Matlab is thought to be slow by the programming community. But in my experience, every time I digged in supposedly slow code, a very few and simple tricks made it 10 times faster.
If you follow all of these posts in this order, in principle, your code should flow much faster.
- First and probably most important thing, run the profiler on your code.
- Make sure you use the right data type for your variables. Bigger data types are more demanding on memory and CPU. Check my post on data conversion if needed.
- Understand what it means to use an interpreted programming language and look for FOR loops. But don’t over-do it as the JIT is around.

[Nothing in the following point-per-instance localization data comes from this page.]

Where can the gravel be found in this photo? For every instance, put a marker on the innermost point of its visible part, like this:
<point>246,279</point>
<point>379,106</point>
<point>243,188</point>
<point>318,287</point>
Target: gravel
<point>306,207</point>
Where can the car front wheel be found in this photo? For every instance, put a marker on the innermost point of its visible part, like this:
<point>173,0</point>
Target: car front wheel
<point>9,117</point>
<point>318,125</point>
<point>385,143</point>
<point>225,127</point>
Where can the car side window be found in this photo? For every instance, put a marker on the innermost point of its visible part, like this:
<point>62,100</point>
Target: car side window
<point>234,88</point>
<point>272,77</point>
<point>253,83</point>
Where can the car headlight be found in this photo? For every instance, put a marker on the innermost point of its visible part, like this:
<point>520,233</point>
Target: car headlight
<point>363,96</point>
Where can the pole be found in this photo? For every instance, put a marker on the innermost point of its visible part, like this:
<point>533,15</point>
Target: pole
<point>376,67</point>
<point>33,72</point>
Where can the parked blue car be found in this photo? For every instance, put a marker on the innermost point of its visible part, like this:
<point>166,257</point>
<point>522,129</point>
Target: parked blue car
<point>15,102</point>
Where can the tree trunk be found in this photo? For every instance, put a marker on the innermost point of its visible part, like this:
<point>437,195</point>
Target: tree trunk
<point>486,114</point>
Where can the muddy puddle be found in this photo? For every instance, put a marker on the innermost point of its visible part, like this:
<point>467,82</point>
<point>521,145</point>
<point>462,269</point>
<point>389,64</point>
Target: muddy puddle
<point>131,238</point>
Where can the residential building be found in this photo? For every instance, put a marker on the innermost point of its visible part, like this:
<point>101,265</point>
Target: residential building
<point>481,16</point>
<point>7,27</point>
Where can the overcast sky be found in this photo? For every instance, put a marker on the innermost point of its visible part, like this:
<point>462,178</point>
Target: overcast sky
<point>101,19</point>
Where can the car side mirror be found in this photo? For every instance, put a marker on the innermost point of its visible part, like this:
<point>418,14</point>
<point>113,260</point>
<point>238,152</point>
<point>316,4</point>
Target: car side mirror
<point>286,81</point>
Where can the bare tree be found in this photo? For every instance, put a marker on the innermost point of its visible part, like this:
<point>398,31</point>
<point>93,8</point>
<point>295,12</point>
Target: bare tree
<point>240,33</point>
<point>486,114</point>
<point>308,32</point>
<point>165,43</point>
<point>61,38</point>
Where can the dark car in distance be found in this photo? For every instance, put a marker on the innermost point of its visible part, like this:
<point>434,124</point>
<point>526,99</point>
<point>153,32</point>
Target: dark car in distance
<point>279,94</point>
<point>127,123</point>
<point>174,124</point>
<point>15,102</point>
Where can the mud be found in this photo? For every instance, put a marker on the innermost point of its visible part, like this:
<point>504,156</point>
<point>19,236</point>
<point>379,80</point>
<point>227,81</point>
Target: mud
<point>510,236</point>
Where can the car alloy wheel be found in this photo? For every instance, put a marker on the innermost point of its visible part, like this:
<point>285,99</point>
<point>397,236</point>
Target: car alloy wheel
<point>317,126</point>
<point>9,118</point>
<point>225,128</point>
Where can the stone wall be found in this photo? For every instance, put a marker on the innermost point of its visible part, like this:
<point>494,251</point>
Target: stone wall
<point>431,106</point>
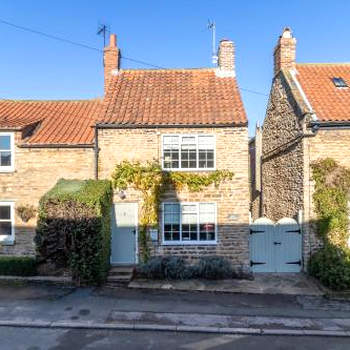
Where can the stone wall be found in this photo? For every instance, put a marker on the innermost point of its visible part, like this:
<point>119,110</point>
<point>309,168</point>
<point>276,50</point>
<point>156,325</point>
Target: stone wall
<point>232,197</point>
<point>282,155</point>
<point>36,171</point>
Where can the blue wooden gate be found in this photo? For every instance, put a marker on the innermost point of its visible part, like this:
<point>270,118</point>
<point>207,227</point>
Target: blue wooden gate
<point>275,247</point>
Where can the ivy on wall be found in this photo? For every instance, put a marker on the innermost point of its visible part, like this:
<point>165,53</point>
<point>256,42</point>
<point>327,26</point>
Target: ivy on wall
<point>331,198</point>
<point>151,181</point>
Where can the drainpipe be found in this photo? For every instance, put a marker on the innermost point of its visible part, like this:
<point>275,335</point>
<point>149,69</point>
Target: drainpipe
<point>96,149</point>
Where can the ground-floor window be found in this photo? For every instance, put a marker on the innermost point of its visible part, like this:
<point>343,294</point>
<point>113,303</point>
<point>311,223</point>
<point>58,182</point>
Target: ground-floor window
<point>189,223</point>
<point>7,230</point>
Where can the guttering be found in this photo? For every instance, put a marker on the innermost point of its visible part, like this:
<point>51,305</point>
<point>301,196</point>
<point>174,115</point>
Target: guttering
<point>331,124</point>
<point>56,145</point>
<point>167,126</point>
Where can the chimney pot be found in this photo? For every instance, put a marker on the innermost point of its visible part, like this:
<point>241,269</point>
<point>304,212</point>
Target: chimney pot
<point>112,40</point>
<point>110,60</point>
<point>284,53</point>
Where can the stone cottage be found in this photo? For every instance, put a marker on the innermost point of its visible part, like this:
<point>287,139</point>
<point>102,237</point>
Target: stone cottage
<point>190,120</point>
<point>307,119</point>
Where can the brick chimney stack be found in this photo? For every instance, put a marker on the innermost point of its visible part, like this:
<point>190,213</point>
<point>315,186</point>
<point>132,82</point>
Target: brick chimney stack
<point>226,57</point>
<point>110,59</point>
<point>284,53</point>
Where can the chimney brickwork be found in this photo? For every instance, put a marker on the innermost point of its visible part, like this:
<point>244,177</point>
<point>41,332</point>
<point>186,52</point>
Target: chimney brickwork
<point>226,57</point>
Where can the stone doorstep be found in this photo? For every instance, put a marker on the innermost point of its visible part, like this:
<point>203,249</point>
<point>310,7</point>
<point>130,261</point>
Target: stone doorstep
<point>156,327</point>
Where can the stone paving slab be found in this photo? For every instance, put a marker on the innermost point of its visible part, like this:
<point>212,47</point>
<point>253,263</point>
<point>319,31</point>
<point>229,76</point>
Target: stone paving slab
<point>287,283</point>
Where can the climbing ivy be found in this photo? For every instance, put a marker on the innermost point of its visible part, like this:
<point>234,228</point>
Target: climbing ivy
<point>331,197</point>
<point>151,181</point>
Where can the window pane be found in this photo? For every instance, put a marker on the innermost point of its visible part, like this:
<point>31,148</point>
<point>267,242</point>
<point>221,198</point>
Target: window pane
<point>207,221</point>
<point>171,222</point>
<point>5,212</point>
<point>5,228</point>
<point>171,140</point>
<point>206,142</point>
<point>206,158</point>
<point>5,158</point>
<point>5,143</point>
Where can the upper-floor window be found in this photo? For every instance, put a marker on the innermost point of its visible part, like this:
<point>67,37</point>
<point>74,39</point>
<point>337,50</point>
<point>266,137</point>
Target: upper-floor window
<point>6,222</point>
<point>6,152</point>
<point>189,152</point>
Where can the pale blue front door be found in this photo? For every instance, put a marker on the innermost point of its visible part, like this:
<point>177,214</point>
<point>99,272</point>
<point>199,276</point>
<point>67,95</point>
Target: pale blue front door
<point>275,247</point>
<point>124,233</point>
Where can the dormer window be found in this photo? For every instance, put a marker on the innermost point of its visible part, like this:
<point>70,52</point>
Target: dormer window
<point>339,82</point>
<point>6,152</point>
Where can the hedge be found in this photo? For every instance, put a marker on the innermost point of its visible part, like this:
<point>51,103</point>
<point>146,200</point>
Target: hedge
<point>331,265</point>
<point>175,268</point>
<point>73,229</point>
<point>17,266</point>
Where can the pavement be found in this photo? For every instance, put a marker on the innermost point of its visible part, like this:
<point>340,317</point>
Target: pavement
<point>61,307</point>
<point>77,339</point>
<point>263,283</point>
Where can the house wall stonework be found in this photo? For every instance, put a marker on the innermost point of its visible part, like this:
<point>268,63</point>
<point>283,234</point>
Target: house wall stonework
<point>282,155</point>
<point>232,197</point>
<point>36,171</point>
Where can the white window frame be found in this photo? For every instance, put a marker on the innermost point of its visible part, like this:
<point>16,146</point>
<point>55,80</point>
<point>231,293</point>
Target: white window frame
<point>4,239</point>
<point>197,242</point>
<point>9,168</point>
<point>197,149</point>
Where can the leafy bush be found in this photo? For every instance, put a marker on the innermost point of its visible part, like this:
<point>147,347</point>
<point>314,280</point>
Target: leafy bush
<point>17,266</point>
<point>214,268</point>
<point>167,267</point>
<point>331,265</point>
<point>74,229</point>
<point>175,268</point>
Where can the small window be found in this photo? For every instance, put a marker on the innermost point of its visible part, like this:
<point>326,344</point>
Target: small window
<point>6,222</point>
<point>189,223</point>
<point>188,152</point>
<point>6,152</point>
<point>339,82</point>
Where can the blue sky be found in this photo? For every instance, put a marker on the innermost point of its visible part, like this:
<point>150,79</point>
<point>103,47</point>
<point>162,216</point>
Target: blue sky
<point>165,33</point>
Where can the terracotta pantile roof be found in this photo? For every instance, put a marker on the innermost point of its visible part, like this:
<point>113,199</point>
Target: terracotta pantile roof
<point>59,122</point>
<point>327,101</point>
<point>172,97</point>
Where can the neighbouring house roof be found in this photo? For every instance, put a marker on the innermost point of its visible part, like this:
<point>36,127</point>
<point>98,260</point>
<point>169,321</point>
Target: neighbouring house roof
<point>330,103</point>
<point>134,98</point>
<point>172,97</point>
<point>59,122</point>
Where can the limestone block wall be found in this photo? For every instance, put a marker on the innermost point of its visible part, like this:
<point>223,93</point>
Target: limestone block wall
<point>36,171</point>
<point>232,197</point>
<point>282,155</point>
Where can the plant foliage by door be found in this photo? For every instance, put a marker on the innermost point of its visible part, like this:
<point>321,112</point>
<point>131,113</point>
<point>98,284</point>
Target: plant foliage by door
<point>331,264</point>
<point>151,181</point>
<point>73,229</point>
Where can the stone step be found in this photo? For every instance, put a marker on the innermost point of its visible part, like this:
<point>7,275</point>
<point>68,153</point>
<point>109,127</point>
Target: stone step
<point>120,278</point>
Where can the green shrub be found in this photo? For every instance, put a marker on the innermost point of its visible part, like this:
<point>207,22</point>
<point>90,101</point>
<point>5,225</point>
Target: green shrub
<point>17,266</point>
<point>164,267</point>
<point>214,268</point>
<point>74,229</point>
<point>175,268</point>
<point>331,265</point>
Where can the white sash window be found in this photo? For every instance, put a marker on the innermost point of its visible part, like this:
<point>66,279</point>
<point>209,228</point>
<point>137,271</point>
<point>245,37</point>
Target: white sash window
<point>188,152</point>
<point>189,223</point>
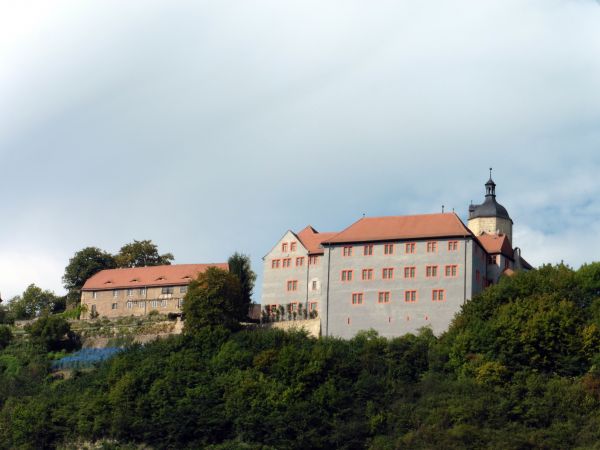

- Vectorize your code, whenever possible.
- Pre-allocate your memory.
- Make a reasonable number of calls to all graphic displays command, in particular limit your calls to the waitbar.
- Use sparse matrix if applicable.
- Remember that Matlab is designed to deal with numbers and is extremely efficient at this. So it is unlikely you will be able to program faster matrix multiplication in any other language.
- Limit your usage of memory whenever possible. Make smart usage of Copy On Write in code and subfunctions. If possible also use In place computation. To activate it you need to follow some rules.
- Sometimes global or persistent variables can be a memory saving solution
- Understand that Matlab organize its arrays as Column-major and adjust your code accordingly.
- If a matlab function is slowing your calculation down, you can Inline its code, if it is not built-in. Please take a look at a practical example of this technique.
- Use short-circuit operators whenever possible.